Had Rocky Balboa chosen to remain a thug thumb-breaker instead of stepping back into the ring, he may have made Glass Chin. If he were lucky.

Surprisingly deft with dialogue and agile with anti-heroes, Glass Chin may be the best boxing film since 2010’s The Fighter — and the only in, well, ever, to tackle the exhausted genre without showing a single on-screen punch.

You’d think that would make the drama from writer-director Noah Buschel a fight fixed for boredom. But with surprising restraint, Chin manages a tense story and a knockout ending, if the film can be a bit too precious.

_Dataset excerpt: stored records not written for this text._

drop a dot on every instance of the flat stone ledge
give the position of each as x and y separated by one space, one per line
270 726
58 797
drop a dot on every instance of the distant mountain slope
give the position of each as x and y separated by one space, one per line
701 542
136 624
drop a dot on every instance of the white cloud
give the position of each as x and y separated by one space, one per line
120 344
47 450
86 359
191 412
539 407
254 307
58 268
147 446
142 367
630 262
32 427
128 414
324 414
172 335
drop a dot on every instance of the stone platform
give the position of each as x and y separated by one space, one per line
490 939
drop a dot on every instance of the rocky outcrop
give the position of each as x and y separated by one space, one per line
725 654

Corey Stall (House of Cards, The Strain), plays Bud, a down-on-his luck boxer known for being more intellectual than instinctive — and keeping the wrong company. When his restaurant fails, he returns to his haunted past as hired muscle for local mobsters. When Bud finds himself framed for murder, he must decide whether to bow to pressure to fix Kid Sunshine’s first big fight.

Even the plot is another red flag to beware Chin; few boxing plots have been simpler — and hokier.

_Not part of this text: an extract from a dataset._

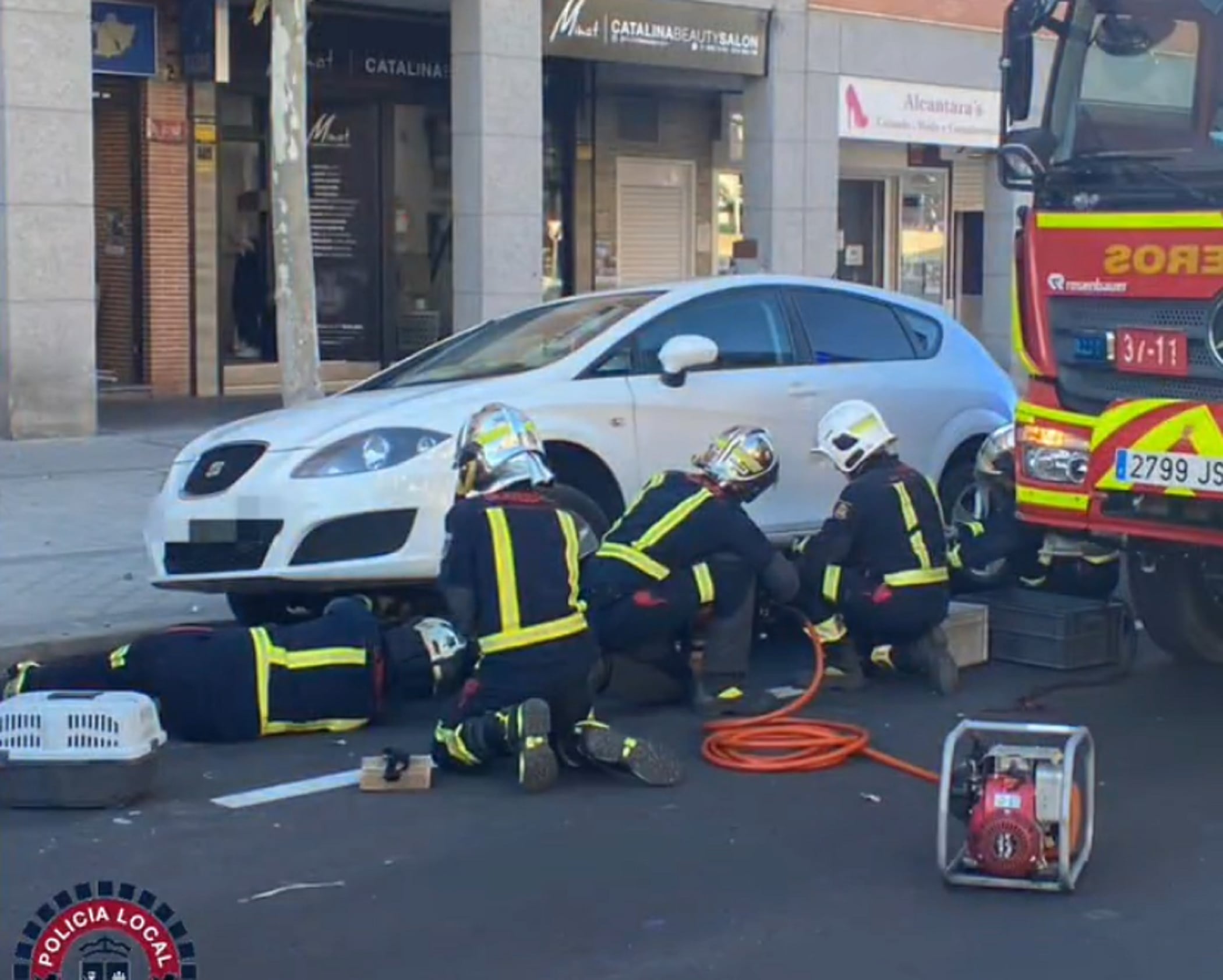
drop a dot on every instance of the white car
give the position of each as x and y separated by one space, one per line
350 492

But Buschel makes two canny decisions to slip from being cornered. One was casting Stall as his lead. Balding, haggard and full of flaws, Stall has the look of a former fighter, from his firm-but-softening physique to his training sessions to the up and comer Sunshine (Malscolm Xavier, a promising kid with his aim on the belt). Chin‘s portrayal of Bud as a trainer is spot-on, as most shots show Bud nagging his protegee on balance and footwork. It’s not the stuff of action, but it’s exactly the subtlety that makes Chin the surprise of summer.

The real find of Glass Chin, however, is Billy Crudup, who plays local mobster JJ Cook. Crudup can normally be found in easygoing or ponderous roles, like his stoned rock star in Almost Famous and the godlike superhero in Watchmen.

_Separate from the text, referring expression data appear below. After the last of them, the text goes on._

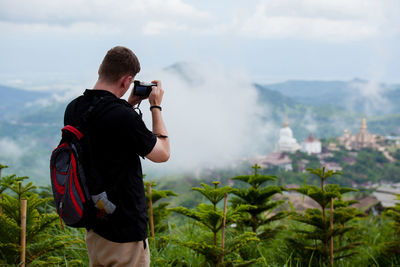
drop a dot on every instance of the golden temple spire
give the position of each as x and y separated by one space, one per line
364 123
286 123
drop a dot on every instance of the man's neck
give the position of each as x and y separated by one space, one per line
100 85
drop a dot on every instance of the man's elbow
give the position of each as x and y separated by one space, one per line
163 157
159 156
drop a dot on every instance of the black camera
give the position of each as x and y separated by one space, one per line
142 88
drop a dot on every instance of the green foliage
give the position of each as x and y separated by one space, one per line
160 211
258 199
393 248
210 217
44 242
311 245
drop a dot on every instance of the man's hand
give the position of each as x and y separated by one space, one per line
134 99
156 94
161 151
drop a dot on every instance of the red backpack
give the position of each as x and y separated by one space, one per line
71 172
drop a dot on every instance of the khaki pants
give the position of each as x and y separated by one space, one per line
110 254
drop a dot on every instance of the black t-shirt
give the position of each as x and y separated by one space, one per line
118 136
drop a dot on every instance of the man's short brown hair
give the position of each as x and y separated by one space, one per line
118 62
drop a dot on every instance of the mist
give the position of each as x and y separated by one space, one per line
211 115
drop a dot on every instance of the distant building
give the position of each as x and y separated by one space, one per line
387 195
362 139
311 145
278 159
287 143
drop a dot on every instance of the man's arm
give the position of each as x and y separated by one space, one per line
161 150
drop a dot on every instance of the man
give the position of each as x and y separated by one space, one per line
118 136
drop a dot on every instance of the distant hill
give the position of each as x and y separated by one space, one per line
356 95
29 133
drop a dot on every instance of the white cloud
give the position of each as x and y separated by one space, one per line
211 115
338 20
11 149
95 16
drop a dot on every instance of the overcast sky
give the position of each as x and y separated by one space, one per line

Here, though, Crudup pulls off something of a screen miracle, playing the villain with a menacing intelligence we haven’t seen since Kevin Spacey played the head-chopper inSe7en. As Spacey did in that film and The Usual Suspects, Crudup exudes threat despite his smaller frame. With his bent posture and near-hiss voice, Crudup resembles a cobra that looks like it’s dancing but is really sizing up your neck.

Glass Chin is a bit too fond of itself. Characters are prone to lengthy monologues that are too eloquent for the boxing underworld and particularly its residents. And goon Roberto (Yui Vazquez) is mesmerizing to watch, but he came straight from a 70’s Scorcese film, clearly an influence on Buschel.

But when your training is Scorsese, you’ve got a shot in the cinematic ring. Which is the underlying message of any good boxing film: When you fight the good fight, you’ve got a puncher’s chance.